Das Ensemble der Theaterwerkstatt wandte sich ab den späten 80ern verstärkt dem Theater für Kinder zu. Mit „Waschtag“, einem stillen, kleinen Stück für die damals noch kaum beachtete Gruppe der sehr kleinen Kinder, gelingt ein Welterfolg. Die Gruppe fährt von Festival zu Festival, in viele europäische Länder, aber auch an Orte, an denen es kaum professionelles Kindertheater gibt, wie das südliche Afrika, Mexiko, Indien und in Konfliktgebiete wie Sarajevo. Diese Reisen führten zu vielen prägenden Erfahrungen.

Haus-Gründung

So wurde zu Hause in Flensburg im Vorderhaus der Pilkentafel geprobt und gewohnt, die Premieren aber fanden in immer anderen mehr oder weniger ungeeigneten Räumlichkeiten in Flensburg statt, und danach dann ging es wieder auf Reisen. Dauerhaft war das kein Leben für eine Familie mit mittlerweile drei Kindern. Und so begann schon Ende der 80er ein langer zäher Kampf mit der Stadt Flensburg, erst um geeignete Räume und schließlich um die finanzielle Unterstützung, eben diese Garage zu einem Theater umzubauen. 1998 konnten Torsten Schütte und Elisabeth Bohde endlich die ersehnte Spielstätte eröffnen.

Theater für Flensburg

Mit der eigenen Spielstätte entsteht ein Programm für die Flensburger, zunehmend auch wieder für Erwachsene. Dabei ging es nie darum, ein Publikum zu bedienen oder seine Wünsche zu erfüllen, sondern es herauszufordern, zu überraschen, zu konfrontieren, zu irritieren – aber immer zu meinen. Es entstehen Stücke wie „Westliche Höhe“ oder „Vom Reisen in ehemalige Kolonien“, die schwierige Themen der Stadtgeschichte aufarbeiteten und der Pilkentafel den Ruf eintrugen, das Gewissen der Stadt zu sein.
Außerdem lud die Pilkentafel zu großen Produktionen mit bis zu 50 „Experten des Alltags“ im Stadtraum oder leerstehenden Gebäuden ein.
Auch wenn die Pilkentafel für diese Arbeit 2010 den Kulturpreis der Stadt Flensburg erhielt, blieb die finanzielle Lage prekär, der Kampf um eine auskömmliche Förderung ging weiter, es fehlte das Geld für professionelle Mitarbeiter*innen und der gesamte Betrieb musste immer neben der Kunst erledigt werden.

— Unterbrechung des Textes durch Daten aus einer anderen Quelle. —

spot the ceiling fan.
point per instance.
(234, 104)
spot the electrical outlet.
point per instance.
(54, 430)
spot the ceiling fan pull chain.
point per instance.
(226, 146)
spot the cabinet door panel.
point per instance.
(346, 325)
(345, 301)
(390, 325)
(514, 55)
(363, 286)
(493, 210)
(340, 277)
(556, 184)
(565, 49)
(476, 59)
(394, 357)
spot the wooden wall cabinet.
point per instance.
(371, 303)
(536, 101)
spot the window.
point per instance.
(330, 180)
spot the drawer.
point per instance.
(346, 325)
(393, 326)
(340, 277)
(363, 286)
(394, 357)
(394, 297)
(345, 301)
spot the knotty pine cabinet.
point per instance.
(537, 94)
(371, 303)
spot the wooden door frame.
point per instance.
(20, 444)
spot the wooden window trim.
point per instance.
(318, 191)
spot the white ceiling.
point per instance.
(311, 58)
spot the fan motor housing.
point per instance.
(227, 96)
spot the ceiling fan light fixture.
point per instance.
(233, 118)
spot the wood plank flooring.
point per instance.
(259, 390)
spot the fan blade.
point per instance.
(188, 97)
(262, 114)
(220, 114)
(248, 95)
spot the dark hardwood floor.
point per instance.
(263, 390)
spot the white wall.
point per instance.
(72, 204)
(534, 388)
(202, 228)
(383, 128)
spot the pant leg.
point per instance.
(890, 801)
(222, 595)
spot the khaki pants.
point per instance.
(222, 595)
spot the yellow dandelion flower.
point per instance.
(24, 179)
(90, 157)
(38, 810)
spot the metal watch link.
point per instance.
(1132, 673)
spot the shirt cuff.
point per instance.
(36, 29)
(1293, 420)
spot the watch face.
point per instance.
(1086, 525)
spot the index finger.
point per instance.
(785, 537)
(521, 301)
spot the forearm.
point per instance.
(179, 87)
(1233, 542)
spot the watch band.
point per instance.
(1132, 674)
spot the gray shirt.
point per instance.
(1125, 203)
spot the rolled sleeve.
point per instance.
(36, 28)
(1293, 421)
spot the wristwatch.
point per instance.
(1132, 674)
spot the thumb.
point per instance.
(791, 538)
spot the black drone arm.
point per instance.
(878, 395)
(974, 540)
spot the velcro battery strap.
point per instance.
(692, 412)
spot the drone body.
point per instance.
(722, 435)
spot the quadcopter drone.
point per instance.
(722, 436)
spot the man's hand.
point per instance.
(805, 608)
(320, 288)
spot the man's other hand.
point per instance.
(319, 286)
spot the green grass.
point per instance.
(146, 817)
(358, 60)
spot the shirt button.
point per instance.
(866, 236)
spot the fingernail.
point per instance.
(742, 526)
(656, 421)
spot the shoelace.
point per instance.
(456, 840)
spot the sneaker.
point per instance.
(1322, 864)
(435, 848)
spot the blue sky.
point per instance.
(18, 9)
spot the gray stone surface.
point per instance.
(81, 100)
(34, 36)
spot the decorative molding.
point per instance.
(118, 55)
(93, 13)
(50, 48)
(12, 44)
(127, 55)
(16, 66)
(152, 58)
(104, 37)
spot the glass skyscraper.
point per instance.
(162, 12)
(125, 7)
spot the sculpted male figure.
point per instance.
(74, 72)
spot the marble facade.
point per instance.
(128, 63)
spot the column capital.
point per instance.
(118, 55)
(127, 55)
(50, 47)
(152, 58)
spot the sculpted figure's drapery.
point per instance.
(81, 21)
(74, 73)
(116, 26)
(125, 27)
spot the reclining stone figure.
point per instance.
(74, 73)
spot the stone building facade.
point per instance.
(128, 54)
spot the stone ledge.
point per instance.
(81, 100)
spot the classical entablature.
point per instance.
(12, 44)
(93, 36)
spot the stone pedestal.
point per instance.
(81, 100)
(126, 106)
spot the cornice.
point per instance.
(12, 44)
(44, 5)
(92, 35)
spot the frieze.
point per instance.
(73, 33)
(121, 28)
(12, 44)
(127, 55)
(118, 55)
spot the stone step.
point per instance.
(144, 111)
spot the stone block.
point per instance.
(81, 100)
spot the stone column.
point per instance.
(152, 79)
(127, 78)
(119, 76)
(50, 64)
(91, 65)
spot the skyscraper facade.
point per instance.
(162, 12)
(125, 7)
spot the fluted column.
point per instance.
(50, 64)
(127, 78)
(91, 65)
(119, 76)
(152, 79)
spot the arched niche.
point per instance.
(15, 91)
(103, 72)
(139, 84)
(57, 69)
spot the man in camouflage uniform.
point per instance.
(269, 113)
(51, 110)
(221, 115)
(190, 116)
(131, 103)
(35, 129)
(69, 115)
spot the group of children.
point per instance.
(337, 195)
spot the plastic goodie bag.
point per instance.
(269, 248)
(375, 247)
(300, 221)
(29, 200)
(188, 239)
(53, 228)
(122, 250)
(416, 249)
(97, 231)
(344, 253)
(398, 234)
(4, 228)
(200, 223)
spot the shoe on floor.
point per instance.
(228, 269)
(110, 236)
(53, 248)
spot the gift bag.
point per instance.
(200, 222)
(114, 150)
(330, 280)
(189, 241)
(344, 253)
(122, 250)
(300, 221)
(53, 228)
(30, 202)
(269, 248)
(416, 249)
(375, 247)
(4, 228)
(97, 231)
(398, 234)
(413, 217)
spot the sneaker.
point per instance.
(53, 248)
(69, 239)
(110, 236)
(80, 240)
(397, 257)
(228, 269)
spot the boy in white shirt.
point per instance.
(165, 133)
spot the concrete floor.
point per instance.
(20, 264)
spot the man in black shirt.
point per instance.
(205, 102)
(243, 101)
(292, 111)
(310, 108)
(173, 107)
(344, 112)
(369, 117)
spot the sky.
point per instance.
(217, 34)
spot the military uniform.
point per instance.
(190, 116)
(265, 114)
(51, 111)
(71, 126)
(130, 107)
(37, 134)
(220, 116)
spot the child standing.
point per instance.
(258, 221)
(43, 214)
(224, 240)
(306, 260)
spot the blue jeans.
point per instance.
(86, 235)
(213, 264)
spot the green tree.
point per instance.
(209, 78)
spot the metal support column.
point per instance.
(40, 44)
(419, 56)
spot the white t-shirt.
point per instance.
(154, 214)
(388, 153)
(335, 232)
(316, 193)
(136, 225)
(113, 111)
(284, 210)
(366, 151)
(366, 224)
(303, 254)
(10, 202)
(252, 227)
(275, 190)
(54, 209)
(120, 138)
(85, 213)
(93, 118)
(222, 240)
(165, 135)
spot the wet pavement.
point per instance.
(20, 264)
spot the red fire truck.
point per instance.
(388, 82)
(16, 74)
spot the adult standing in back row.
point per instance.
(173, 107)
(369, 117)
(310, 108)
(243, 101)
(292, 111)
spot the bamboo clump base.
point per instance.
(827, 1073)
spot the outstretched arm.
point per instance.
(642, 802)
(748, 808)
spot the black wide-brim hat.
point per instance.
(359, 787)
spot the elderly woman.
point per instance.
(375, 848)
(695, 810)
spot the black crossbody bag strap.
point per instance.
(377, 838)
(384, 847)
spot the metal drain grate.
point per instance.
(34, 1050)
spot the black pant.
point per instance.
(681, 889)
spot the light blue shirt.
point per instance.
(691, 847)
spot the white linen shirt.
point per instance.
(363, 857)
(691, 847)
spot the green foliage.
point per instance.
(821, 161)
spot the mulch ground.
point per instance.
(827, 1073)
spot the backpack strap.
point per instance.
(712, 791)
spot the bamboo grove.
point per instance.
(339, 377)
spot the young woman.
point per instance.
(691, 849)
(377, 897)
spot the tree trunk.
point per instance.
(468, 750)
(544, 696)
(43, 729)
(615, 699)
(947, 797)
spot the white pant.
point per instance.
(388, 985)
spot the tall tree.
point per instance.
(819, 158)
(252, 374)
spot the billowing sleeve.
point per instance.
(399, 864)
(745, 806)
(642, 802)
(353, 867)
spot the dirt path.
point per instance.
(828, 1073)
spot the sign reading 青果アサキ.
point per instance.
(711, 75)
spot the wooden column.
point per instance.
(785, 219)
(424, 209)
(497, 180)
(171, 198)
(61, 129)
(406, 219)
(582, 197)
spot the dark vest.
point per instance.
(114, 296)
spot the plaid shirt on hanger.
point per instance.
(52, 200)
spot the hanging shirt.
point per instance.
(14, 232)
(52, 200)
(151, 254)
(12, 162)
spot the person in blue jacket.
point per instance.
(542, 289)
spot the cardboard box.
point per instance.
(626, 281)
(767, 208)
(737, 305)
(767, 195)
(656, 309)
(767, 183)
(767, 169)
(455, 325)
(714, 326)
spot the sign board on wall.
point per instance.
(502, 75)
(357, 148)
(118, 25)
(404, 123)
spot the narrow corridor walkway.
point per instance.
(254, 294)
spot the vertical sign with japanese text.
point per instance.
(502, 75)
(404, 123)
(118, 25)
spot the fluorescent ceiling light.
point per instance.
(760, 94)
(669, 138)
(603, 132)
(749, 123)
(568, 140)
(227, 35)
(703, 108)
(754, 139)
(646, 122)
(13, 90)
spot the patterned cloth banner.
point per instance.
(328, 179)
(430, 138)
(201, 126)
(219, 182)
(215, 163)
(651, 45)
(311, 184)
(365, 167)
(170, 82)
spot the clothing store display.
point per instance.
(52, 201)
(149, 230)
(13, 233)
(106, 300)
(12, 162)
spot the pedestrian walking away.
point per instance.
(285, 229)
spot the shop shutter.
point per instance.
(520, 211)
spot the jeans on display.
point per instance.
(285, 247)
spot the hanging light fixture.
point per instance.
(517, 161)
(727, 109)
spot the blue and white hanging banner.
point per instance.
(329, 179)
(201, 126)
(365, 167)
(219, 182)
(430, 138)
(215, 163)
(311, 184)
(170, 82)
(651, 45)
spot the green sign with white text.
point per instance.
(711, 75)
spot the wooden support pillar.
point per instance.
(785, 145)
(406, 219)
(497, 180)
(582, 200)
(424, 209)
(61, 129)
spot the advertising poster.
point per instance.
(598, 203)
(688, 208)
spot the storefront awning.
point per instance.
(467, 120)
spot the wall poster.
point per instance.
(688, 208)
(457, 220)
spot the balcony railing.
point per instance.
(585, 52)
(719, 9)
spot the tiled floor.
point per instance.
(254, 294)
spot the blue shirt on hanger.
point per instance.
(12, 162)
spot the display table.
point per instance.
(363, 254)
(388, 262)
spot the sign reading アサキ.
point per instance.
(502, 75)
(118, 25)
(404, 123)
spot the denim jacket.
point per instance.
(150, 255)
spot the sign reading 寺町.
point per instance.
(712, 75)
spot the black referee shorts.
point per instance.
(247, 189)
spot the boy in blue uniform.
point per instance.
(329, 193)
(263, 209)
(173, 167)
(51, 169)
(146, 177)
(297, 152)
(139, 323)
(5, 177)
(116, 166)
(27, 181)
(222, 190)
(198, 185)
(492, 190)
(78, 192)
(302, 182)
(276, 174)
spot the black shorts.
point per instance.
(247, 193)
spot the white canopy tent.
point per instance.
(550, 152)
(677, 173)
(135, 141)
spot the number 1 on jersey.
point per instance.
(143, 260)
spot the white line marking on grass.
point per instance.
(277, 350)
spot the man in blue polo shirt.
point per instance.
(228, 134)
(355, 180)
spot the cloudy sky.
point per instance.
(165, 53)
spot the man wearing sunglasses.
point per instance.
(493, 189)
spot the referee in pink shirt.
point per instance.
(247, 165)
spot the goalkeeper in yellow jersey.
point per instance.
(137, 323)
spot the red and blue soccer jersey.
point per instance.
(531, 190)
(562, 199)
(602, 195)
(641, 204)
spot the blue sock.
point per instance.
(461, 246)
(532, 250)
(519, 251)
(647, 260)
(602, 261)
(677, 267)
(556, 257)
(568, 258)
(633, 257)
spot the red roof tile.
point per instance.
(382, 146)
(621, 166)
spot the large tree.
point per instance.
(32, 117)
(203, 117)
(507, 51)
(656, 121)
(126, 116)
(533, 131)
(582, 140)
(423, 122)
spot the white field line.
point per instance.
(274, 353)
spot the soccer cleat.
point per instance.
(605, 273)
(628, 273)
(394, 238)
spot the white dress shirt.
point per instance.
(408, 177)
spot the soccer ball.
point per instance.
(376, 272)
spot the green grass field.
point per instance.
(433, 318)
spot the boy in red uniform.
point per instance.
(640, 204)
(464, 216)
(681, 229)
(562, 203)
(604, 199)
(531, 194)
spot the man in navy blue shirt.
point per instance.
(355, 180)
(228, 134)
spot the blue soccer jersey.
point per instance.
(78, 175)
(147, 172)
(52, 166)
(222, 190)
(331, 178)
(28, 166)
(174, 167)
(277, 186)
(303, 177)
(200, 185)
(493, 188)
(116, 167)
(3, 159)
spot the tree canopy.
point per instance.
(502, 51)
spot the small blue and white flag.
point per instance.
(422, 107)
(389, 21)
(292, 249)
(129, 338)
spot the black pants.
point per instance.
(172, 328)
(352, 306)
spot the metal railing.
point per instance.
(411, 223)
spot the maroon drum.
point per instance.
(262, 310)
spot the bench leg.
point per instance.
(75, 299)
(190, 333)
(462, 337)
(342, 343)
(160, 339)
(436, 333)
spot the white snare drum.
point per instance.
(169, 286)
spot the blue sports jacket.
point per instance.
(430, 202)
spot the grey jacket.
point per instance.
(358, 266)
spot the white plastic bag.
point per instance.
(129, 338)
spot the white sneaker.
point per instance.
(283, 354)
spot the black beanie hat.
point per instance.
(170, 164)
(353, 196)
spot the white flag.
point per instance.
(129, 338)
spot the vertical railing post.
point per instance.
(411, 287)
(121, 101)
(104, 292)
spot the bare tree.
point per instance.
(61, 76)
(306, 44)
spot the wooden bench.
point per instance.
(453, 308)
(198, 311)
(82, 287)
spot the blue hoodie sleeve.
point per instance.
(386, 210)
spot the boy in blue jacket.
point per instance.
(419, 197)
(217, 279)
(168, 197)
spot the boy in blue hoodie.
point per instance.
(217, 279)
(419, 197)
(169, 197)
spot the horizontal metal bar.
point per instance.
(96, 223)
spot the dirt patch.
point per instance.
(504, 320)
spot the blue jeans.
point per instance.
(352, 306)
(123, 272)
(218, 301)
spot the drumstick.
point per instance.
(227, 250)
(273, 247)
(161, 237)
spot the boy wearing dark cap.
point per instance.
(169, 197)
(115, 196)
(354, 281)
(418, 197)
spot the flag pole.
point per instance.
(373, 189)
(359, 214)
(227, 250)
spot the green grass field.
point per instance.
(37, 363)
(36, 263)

Transformation in ein Produktionshaus

Vor etwa 10 Jahren begann sich die Theaterwerkstatt zu öffnen und andere Theater einzuladen, an diesem Ort nicht nur zu spielen, sondern auch zu proben. Daraus ist mittlerweile die Tafelrunde entstanden, ein Zusammenschluss mit 9 frei produzierenden Kollektiven oder Einzelkünstler*innen, die gemeinsam neue Wege der solidarischen Zusammenarbeit und gegenseitigen Inspiration ausprobieren. Mittlerweile machen die Aufführungen der Tafelrundenmitglieder einen großen Teil des Spielplans aus. Dazu kommen regelmäßige Künstlerresidenzen über das Netzwerk flausen+ und Gastspiele. Um genug Platz dafür zu schaffen, sind Elisabeth Bohde und Torsten Schütte nach über 30 Jahren Wohnen und Arbeiten am selben Ort aus der Pilkentafel ausgezogen.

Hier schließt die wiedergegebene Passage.